Tom and Jerry
I could no longer pretend to be asleep nor lull myself back to sleep after that night that I spent, my back turned to my groom, wrapped up in all of the covers, curled up like a snail. It was after seven in the morning. I could no longer resist the idea that had, with its uncontrollable lust, taken control of every cell of my body.
The man who was now my husband was very much asleep. The television was very much on, and the remote control was very much lying on the couch in front of me, saying, Come, Fatima. Touch me. Feel my keys. See my potential. Come, dear, love me as one should, I promise you horizons and music. I will give you the world, Fatima. Come love me!

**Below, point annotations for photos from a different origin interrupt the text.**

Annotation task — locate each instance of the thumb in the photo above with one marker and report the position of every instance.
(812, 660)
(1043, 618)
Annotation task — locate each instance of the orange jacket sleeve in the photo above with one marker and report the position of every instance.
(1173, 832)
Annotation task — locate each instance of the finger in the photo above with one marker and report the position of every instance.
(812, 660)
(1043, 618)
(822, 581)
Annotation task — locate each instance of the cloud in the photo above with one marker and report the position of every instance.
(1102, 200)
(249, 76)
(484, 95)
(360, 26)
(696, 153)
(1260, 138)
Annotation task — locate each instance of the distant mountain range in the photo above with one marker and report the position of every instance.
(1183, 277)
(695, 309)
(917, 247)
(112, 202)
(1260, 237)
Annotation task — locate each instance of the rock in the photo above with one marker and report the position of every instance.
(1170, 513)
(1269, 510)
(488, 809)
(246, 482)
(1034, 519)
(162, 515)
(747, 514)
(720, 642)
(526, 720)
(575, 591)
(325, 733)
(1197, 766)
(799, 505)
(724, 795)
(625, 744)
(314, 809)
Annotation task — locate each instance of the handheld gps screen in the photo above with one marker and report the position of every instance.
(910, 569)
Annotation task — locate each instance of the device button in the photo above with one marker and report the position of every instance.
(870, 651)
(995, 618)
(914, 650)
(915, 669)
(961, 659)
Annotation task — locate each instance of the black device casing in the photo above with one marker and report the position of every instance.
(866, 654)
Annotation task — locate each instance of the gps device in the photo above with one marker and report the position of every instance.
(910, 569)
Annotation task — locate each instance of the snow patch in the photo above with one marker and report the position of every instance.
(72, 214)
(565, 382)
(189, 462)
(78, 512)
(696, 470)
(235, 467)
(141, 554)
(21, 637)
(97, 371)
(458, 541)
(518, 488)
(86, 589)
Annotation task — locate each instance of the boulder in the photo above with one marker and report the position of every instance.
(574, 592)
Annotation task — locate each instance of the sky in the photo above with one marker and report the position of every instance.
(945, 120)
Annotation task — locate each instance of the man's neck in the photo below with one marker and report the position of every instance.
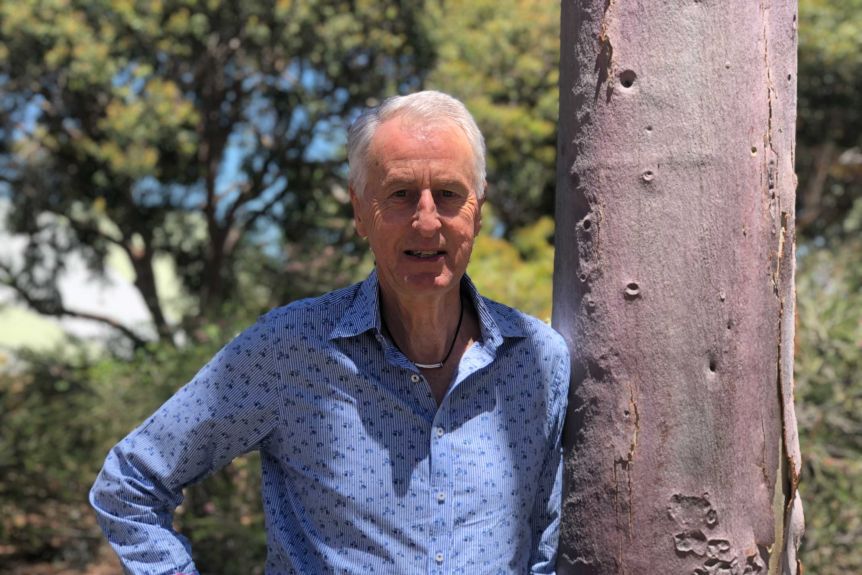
(424, 329)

The temptation was manifold. I found myself gently pulling my body from the covers and going to the couch to change the channel. I felt that I held in my hand an unvanquishable power, as if I could go to thousands of cities while sitting in my hotel room in my pajamas that smiled and winked.
I changed the channels, staring at the screen, mouth agape. The wonder I felt made me sad. I was looking for films, none of which I’d seen for years, but to my surprise I found myself frozen in front of the cartoons, watching with hungry eyes and feeling myself coming back, young and fresh and new.
For a moment I imagined that I was fine. My mother was in the kitchen frying eggs and my father would be home in a few minutes. I, a young girl with a long braid, inhaled the scent of my childhood, a small spot of chocolate milk on the collar of my pink pajamas.
The morning after our wedding night, I was awake, alone, remote control in hand. I felt I’d been given the rarest of red camels and was ready to make up for long years of life spent outside of life. That was all that mattered then.
Not marriage, not the man sleeping in my bed without a blanket, not the oppressive turn my life had taken. Nothing mattered now but Tom and Jerry.